その瞳を見て明は苦笑して、祐馬の首に腕を絡める。そして、頬をめがけて唇を軽く押しあてて。浴室の中のせいか、小さくてもリップ音がよく響く。
「ほんとだって。忘れるくらいに気持ち良かった」
「明」
「ん?」
腰に祐馬の腕が回った。ぐいっと強く引き寄せる辺り、祐馬は男らしいと思う。
「俺たち、付き合わない?」
しかし、次の瞬間には明は祐馬を突き放していた。
「明?」
突き放した手が震える。
今なんて言われた? 付き合う? それは無理だ。健人のことを想っているのに、祐馬に失礼だ。そもそも、今日のように祐馬を利用している時点でそうだけども。

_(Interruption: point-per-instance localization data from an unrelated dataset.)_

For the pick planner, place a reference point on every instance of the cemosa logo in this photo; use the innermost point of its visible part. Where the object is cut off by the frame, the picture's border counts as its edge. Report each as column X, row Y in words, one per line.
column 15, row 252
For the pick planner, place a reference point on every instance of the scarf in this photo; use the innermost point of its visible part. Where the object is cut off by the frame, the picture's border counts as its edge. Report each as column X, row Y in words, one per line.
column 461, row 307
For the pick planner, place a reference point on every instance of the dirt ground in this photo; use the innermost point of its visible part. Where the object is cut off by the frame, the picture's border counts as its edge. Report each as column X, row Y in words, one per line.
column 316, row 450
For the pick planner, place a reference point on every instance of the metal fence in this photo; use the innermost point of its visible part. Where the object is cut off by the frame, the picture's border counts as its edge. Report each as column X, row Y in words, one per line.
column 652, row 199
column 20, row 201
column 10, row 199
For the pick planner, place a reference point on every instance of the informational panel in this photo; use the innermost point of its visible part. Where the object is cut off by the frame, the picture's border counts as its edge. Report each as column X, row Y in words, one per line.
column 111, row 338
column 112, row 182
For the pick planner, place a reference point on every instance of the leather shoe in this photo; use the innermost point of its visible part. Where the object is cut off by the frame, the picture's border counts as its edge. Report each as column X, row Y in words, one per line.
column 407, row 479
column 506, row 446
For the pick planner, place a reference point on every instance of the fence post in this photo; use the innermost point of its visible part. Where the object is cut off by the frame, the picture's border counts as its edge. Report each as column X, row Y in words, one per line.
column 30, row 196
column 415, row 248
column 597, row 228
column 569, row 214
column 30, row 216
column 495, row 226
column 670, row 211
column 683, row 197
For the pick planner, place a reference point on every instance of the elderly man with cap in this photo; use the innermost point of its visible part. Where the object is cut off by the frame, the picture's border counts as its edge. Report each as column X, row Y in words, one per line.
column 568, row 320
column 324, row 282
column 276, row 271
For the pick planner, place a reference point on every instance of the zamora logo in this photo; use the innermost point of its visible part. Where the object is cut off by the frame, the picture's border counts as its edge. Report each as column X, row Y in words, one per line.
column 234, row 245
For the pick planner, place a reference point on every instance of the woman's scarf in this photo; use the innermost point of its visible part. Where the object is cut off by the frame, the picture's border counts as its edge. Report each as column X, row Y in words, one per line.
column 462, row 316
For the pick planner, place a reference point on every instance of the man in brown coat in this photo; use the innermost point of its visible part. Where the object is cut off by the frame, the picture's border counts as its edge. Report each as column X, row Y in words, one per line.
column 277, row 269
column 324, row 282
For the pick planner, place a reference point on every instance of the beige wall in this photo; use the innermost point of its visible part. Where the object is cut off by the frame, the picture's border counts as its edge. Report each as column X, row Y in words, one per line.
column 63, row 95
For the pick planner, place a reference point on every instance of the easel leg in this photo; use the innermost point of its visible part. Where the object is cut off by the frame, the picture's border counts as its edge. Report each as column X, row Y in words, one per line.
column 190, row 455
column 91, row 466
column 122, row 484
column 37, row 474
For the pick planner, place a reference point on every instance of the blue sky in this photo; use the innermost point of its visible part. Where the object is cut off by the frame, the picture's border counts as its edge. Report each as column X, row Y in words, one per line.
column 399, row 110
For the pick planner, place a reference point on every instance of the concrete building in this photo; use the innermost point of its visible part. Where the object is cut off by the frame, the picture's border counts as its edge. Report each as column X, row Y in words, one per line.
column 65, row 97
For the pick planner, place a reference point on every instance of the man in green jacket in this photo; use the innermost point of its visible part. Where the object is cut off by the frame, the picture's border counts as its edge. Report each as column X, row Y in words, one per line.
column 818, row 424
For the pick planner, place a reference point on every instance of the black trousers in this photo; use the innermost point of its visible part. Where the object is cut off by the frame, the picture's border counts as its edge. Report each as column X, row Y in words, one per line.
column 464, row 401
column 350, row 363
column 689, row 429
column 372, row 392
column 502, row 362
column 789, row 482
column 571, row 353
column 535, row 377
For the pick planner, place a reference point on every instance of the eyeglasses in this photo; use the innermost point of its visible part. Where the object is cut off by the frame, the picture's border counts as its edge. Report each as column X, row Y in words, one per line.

答えは決まっている。祐馬には断らなくてはならない。でも、言葉が出せないのはなぜだろう。
自分には祐馬がいる。
健人が離れていった悲しさと、その思いがまとわりついて、言葉を詰まらせていた。
「少しは考えてくれてる?」
「わからない……」
自分自身が。まるで他人の身体に入っているかのように、自分がわからない。
明は再び口を閉ざし、俯いた。すると、祐馬の手が肩に乗って。
「すぐに答え欲しいってわけじゃないから、ゆっくり考えて。家に帰るなら、俺の家が近いから先に寄って明ん家まで送るよ。つってもバイクだから身体に響くかな……」
「大丈夫。まだ電車が走ってるし。……ごめん、一人にさせて」
その手を明は静かに払いのけた。
一人にさせてと言った明だが、結局はシャワーを浴びたあと祐馬とホテルを一緒に出て、電車の駅の途中まで一緒に帰った。その際に話をしたが、内容はまったく覚えていない。もしかすると、ずっと上の空で頷いていただけかもしれない。確実に言えるのは、いつもよりぎくしゃくしていて会話が極端に少なかったことだろう。
そして、帰宅してすぐにベッドに倒れ込んだものの、やはり眠れやしなかった。日々の睡眠不足に身体が重くなっていく毎日だった。